Harrison v. State

Decision Date01 April 1940
Docket Number4158
Citation138 S.W.2d 785,200 Ark. 257
PartiesHARRISON v. STATE
CourtArkansas Supreme Court

Appeal from Phillips Circuit Court; E. M. Pipkin, Judge; affirmed.

Judgment affirmed.

J M. Jackson and H. E. Humphreys, for appellant.

Jack Holt, Attorney General and Jno. P. Streepey, Assistant Attorney General, for appellee.

OPINION

HOLT, J.

Appellant was tried in the Phillips circuit court on an information charging murder in the first degree. He was convicted of manslaughter and his punishment fixed by the jury at four years in the penitentiary. The jury's verdict is as follows: "We, the jury, find the defendant guilty of manslaughter and fix his punishment at four years in the penitentiary. J. W. Richardson, Foreman."

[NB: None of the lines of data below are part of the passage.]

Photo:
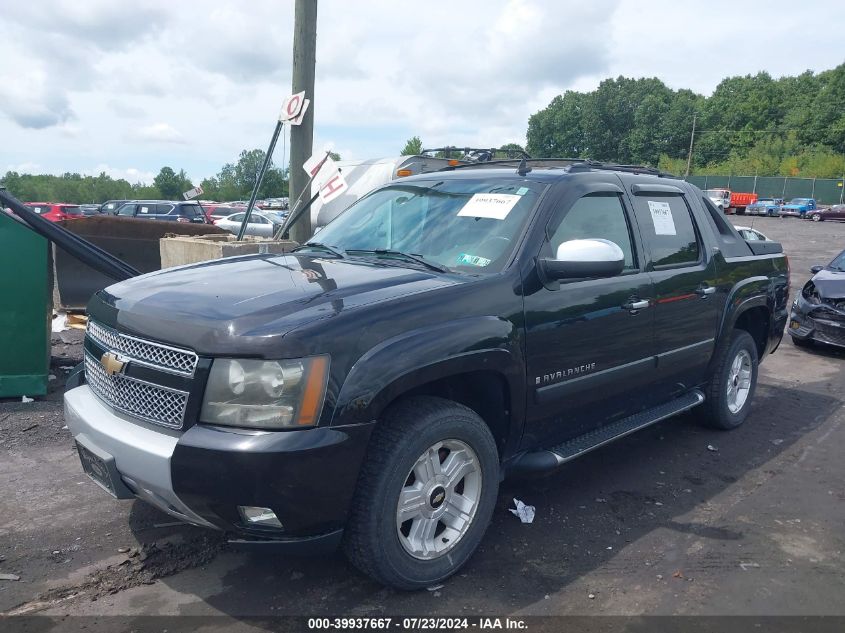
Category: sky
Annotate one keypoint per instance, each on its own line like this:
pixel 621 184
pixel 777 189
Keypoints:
pixel 94 86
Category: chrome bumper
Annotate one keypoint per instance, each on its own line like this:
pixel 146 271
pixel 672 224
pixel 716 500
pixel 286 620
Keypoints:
pixel 141 453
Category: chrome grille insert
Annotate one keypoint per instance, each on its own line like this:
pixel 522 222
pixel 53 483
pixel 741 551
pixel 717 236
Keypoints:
pixel 156 355
pixel 138 398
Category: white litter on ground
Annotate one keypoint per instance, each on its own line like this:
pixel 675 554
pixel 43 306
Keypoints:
pixel 524 512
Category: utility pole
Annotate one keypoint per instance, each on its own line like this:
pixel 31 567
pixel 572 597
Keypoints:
pixel 302 136
pixel 692 137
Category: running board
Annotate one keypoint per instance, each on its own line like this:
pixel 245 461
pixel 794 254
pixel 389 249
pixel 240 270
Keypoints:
pixel 545 461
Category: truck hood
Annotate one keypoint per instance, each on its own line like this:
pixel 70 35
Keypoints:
pixel 245 305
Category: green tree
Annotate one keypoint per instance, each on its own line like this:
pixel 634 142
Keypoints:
pixel 413 147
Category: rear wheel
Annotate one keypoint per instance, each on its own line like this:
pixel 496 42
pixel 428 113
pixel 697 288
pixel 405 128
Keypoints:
pixel 731 388
pixel 425 495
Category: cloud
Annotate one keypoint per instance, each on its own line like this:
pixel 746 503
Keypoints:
pixel 160 133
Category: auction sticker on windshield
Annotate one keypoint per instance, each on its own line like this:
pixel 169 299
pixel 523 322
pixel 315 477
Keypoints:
pixel 661 217
pixel 490 205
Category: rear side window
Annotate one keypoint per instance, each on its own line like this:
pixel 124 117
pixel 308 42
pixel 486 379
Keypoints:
pixel 595 217
pixel 667 226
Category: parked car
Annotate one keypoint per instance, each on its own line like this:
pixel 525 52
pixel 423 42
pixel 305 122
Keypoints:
pixel 56 212
pixel 262 223
pixel 818 312
pixel 765 206
pixel 372 388
pixel 173 211
pixel 750 234
pixel 836 212
pixel 111 206
pixel 798 207
pixel 90 209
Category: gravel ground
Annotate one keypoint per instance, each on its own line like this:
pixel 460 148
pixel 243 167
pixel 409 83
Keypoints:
pixel 654 524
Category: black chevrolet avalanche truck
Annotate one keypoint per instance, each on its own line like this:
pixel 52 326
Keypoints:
pixel 371 389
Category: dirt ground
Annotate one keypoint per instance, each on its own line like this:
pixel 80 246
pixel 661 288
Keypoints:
pixel 676 519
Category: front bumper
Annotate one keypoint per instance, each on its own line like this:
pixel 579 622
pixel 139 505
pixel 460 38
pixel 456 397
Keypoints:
pixel 202 475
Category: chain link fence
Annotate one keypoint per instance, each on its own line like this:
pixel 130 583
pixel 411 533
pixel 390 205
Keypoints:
pixel 824 190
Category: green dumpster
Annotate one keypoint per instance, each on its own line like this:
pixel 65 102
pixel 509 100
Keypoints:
pixel 25 310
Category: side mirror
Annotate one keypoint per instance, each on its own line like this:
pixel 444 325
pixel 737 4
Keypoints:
pixel 584 258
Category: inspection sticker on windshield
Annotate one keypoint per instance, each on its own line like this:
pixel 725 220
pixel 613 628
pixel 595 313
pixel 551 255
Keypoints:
pixel 490 205
pixel 661 217
pixel 473 260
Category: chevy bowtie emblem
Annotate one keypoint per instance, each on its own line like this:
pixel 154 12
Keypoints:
pixel 112 363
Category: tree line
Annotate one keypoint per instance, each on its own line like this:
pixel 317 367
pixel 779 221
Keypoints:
pixel 792 126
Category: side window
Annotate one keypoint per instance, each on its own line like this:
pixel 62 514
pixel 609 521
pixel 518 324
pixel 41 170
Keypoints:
pixel 667 227
pixel 595 217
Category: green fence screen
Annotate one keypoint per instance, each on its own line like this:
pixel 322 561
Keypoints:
pixel 825 190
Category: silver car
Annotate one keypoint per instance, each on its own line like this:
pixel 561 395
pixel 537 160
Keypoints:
pixel 261 223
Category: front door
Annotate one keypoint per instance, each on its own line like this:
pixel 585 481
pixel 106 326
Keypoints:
pixel 590 342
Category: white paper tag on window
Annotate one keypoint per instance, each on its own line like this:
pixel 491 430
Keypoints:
pixel 661 217
pixel 490 205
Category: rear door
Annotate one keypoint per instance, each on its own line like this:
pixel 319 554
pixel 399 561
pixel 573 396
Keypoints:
pixel 680 262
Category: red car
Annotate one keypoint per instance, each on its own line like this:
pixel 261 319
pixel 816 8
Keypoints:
pixel 55 212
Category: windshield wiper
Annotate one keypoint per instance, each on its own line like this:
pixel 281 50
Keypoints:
pixel 419 259
pixel 334 250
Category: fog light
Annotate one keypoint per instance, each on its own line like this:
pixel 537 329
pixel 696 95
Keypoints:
pixel 259 517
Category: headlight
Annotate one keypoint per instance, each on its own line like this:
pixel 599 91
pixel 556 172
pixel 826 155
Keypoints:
pixel 265 394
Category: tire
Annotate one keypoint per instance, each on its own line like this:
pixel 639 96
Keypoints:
pixel 411 554
pixel 722 410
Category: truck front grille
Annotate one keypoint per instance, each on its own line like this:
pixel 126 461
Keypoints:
pixel 138 398
pixel 156 355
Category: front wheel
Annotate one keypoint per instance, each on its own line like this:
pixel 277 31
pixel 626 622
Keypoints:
pixel 426 493
pixel 731 388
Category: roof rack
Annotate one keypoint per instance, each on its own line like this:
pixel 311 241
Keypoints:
pixel 571 164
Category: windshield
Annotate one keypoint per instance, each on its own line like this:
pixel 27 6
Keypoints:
pixel 468 225
pixel 838 263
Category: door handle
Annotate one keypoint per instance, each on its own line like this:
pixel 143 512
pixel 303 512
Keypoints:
pixel 637 304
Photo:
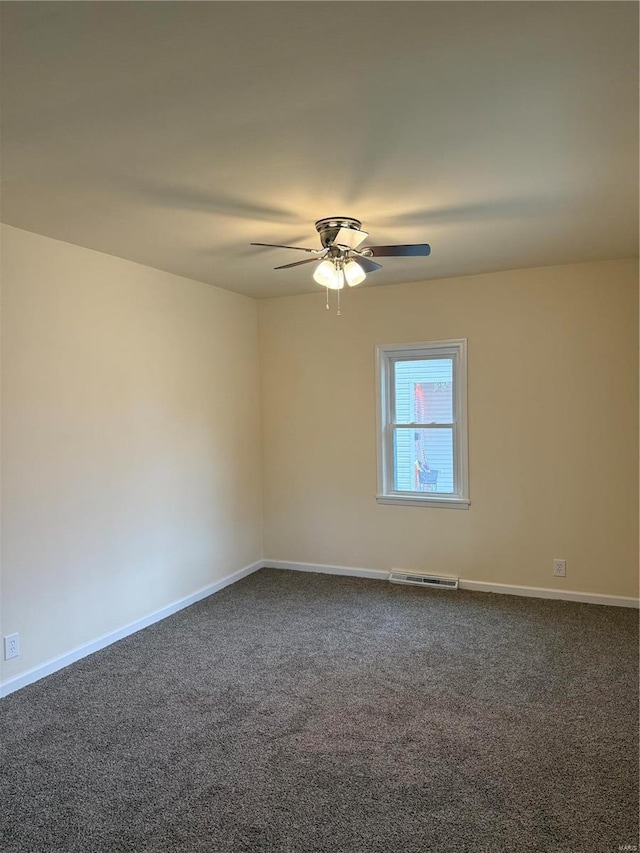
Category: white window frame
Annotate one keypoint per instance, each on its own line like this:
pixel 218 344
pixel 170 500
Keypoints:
pixel 386 356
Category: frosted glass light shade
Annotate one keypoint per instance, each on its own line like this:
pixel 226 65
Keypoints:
pixel 354 273
pixel 328 275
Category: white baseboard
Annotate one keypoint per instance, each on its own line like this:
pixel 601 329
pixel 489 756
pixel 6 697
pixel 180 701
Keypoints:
pixel 54 665
pixel 380 574
pixel 58 663
pixel 542 592
pixel 477 586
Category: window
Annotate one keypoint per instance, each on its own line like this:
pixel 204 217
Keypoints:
pixel 422 424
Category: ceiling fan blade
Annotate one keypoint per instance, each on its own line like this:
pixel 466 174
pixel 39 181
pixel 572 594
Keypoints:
pixel 298 263
pixel 366 263
pixel 414 251
pixel 349 238
pixel 279 246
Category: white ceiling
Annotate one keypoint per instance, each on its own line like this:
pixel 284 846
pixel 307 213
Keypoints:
pixel 174 133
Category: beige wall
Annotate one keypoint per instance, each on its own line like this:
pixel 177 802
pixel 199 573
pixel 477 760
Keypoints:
pixel 130 455
pixel 553 428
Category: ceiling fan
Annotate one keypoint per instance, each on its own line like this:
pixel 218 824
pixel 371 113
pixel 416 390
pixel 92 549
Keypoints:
pixel 342 258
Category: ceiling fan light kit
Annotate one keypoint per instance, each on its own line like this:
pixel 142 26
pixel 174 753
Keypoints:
pixel 341 259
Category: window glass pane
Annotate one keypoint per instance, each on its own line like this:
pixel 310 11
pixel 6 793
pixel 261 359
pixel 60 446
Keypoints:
pixel 423 460
pixel 424 391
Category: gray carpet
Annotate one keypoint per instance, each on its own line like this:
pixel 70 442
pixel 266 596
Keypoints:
pixel 307 713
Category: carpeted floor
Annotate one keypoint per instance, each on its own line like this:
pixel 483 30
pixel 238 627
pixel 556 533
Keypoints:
pixel 307 713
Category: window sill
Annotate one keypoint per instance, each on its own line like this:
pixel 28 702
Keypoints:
pixel 440 501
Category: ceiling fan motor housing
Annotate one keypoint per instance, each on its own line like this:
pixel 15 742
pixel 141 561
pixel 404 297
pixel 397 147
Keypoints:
pixel 328 228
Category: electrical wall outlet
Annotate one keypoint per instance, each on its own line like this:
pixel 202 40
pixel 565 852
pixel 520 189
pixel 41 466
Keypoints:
pixel 11 646
pixel 560 568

Appellant assigns errors which we proceed to review.

First he contends that the evidence is not sufficient to support the jury's verdict. On this question we must view the evidence in its most favorable light to the state and when we do this, we think it amply sufficient to warrant the conviction and the punishment assessed.

The evidence is to the following effect:

Melvin Payne, an inspector for the state revenue department, in the early morning of August 31, 1939, in company with Herman Carvill, Albert Slaughter, W. B. McCreight, and Mr. Ellis, the night marshal of West Helena, Arkansas, while riding in an automobile in West Helena, observed appellant, Eugene Harrison, driving a large truck along the street in a southerly direction. The truck carried a Mississippi state license. It is inspector Payne's duty to check foreign trucks to see if they carry an Arkansas permit. When a truck has a permit, a black sticker is displayed on the windshield. Appellant's truck did not carry this sticker. He stopped appellant's truck after pursuing it for some distance. Mr. Slaughter, now deceased, one of the occupants of Payne's car, was the game warden of Phillips county. McCreight is sales auditor for the revenue department and works out of Little Rock.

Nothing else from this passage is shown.